“Here,” I said, “I’ve got a—”
He hauled off and swung with his bare fist, getting his plug out of his system, though not on Durkin. Grabbing an edge of the hole his fist had made, he yanked, and half the panel came. He looked inside and started to stick his hand in, but I shouldered him good and hard and sent him sideways. The others were there, three of them, surrounding me. “We don’t touch it, huh?” I instructed them, and bent down for a look in the radio, and there it was, lodged between a pair of tubes.
“Well?” Wolfe called as I straightened up.
“A good fat roll,” I told him and the world. “The one on the outside is a C. Do you—”
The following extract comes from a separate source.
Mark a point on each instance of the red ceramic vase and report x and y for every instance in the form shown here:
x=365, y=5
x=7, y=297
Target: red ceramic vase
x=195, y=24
Beaky Durkin, left to himself on the table, suddenly moved fast. He was on his feet and streaking for the door. Joe Eston, who had claimed it was a moral issue, leaped for him as if he had been a blazing line drive trying to get by, got to him in two bounds, and landed with his right. Durkin went down all the way, slamming the floor with his head, and lay still.
“That will do,” Wolfe said, as one who had earned the right to command. “Thank you, gentlemen. I needed help. Archie, get Mr. Hennessy.”
I went to Kinney’s desk and reached for the phone. At the instant my fingers touched it, it rang. So instead of dialing I lifted it and, feeling cocky, told it, “Nero Wolfe’s uptown office, Archie Goodwin speaking.”
“That you, Goodwin?”
I said yes.
“This is Inspector Hennessy. Is Durkin there?”